DSP satellites are a significant contributor of the United States’ Early Missile Warning and Tracking enterprise. These satellites help protect the United States and its allied partners by detecting, reporting, and maintaining custody of missile and space launches, as well as nuclear detonations.
“At its prime, DSP satellites highlighted the United States’ technological advantage on this foundational mission area as compared to our adversaries,” stated U.S. Space Force Col. Miguel Cruz, Space Delta 4 commander.
To begin its life, the DSP was satellite launched nearly 30 years ago, on a Titan-4 Launch Vehicle out of what is now Cape Canaveral Space Force Station, Florida.
“DSP satellites have made significant contributions various combatant commands, as well as to civil and intelligence organizations in various roles,” stated Cruz. “No other satellite in the DoD inventory can claim this level of involvement and impact to National Defense.”
The DSP constellation, in partnership with the more modern Space Based Infrared System (SBIRS) constellation, both operated by Space Delta 4, provides Theater Missile Warning within the Theater Event System and Strategic Missile Warning through the Ballistic Missile Defense System. There has yet to be a conflict or named operation that this constellation has not supported since 1991, making Space Delta 4 the most trusted source of missile warning across all the combatant commands.

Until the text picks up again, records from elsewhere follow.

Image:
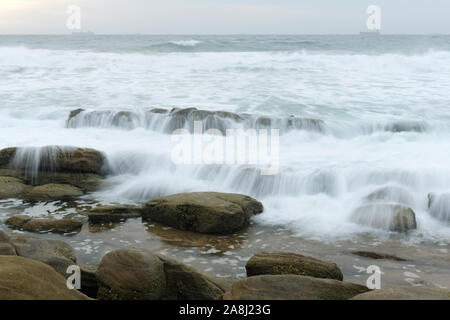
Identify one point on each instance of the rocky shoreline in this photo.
(36, 268)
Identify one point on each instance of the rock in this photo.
(53, 192)
(25, 279)
(108, 214)
(279, 263)
(131, 274)
(405, 293)
(292, 287)
(7, 250)
(85, 181)
(52, 159)
(185, 283)
(391, 194)
(12, 188)
(204, 212)
(57, 254)
(6, 156)
(374, 255)
(439, 206)
(44, 225)
(139, 274)
(89, 285)
(392, 217)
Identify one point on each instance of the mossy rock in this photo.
(292, 287)
(279, 263)
(203, 212)
(26, 279)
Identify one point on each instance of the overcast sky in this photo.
(224, 16)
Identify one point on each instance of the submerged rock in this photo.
(108, 214)
(439, 206)
(279, 263)
(204, 212)
(44, 225)
(55, 172)
(392, 195)
(12, 188)
(392, 217)
(25, 279)
(405, 293)
(167, 121)
(57, 254)
(138, 274)
(292, 287)
(52, 159)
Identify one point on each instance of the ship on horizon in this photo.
(83, 33)
(375, 32)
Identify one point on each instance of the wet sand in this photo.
(427, 263)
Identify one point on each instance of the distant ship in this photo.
(370, 33)
(82, 33)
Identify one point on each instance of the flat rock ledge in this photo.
(138, 274)
(55, 253)
(44, 225)
(118, 213)
(280, 263)
(49, 173)
(292, 287)
(203, 212)
(26, 279)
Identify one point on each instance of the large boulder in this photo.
(405, 293)
(204, 212)
(292, 287)
(57, 254)
(12, 188)
(185, 283)
(279, 263)
(392, 217)
(25, 279)
(43, 225)
(439, 206)
(106, 214)
(53, 159)
(53, 191)
(139, 274)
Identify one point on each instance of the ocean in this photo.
(383, 103)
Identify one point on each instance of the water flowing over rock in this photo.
(391, 194)
(49, 173)
(52, 159)
(138, 274)
(117, 213)
(25, 279)
(167, 121)
(204, 212)
(439, 206)
(405, 293)
(279, 263)
(57, 254)
(292, 287)
(391, 217)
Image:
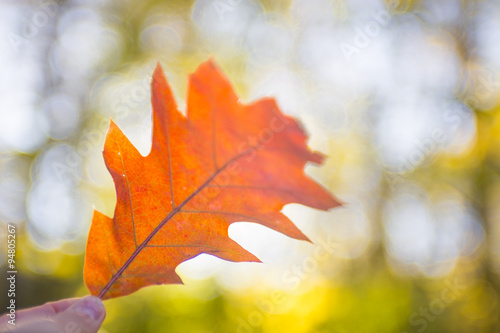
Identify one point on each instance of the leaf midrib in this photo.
(176, 210)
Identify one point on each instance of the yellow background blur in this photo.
(402, 96)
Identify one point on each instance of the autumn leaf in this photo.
(224, 162)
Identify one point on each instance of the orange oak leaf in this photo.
(224, 162)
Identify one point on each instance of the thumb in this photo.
(84, 316)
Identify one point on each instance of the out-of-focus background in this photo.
(403, 97)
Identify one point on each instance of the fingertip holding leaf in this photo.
(224, 162)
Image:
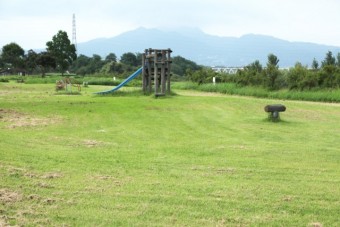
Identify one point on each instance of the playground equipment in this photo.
(274, 111)
(157, 64)
(155, 69)
(67, 84)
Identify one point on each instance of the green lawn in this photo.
(193, 159)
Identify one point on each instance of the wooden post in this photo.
(163, 81)
(156, 72)
(168, 64)
(144, 73)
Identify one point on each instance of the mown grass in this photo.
(194, 159)
(318, 95)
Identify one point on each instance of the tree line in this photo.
(60, 56)
(324, 75)
(300, 77)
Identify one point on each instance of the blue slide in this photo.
(127, 80)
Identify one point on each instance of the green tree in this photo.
(13, 55)
(180, 65)
(62, 50)
(129, 59)
(45, 61)
(251, 75)
(201, 76)
(272, 72)
(31, 61)
(315, 64)
(329, 60)
(111, 57)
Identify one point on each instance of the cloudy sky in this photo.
(31, 23)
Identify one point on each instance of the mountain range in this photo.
(209, 50)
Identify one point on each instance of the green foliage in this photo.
(129, 59)
(13, 54)
(111, 57)
(329, 60)
(251, 75)
(272, 72)
(62, 50)
(204, 75)
(31, 61)
(317, 95)
(45, 60)
(180, 66)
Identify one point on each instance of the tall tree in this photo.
(272, 71)
(62, 50)
(45, 60)
(315, 64)
(13, 54)
(129, 59)
(31, 61)
(329, 60)
(111, 57)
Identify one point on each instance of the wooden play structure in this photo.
(156, 68)
(66, 84)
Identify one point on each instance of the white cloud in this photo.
(32, 23)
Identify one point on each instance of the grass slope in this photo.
(187, 160)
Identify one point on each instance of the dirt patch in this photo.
(92, 143)
(51, 175)
(7, 196)
(315, 224)
(3, 223)
(17, 119)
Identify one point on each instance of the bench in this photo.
(274, 111)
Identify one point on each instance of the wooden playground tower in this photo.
(156, 68)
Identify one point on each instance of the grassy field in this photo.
(318, 95)
(193, 159)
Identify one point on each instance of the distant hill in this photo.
(209, 50)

The Space Delta 4 team, comprised of Guardians, Airmen, and civilians of all age ranges, alongside mission partners from the United Kingdom, Australia, and Canada, celebrated the retirement of the DSP satellite. Representatives of Industry, Space Operations Command, Space Systems Command, and the original engineering teams were also present.
“We are celebrating not only the contributions of a DSP satellite over its service life,” Cruz remarked. “We also celebrate all the men and women involved in this program for the past 53 years.”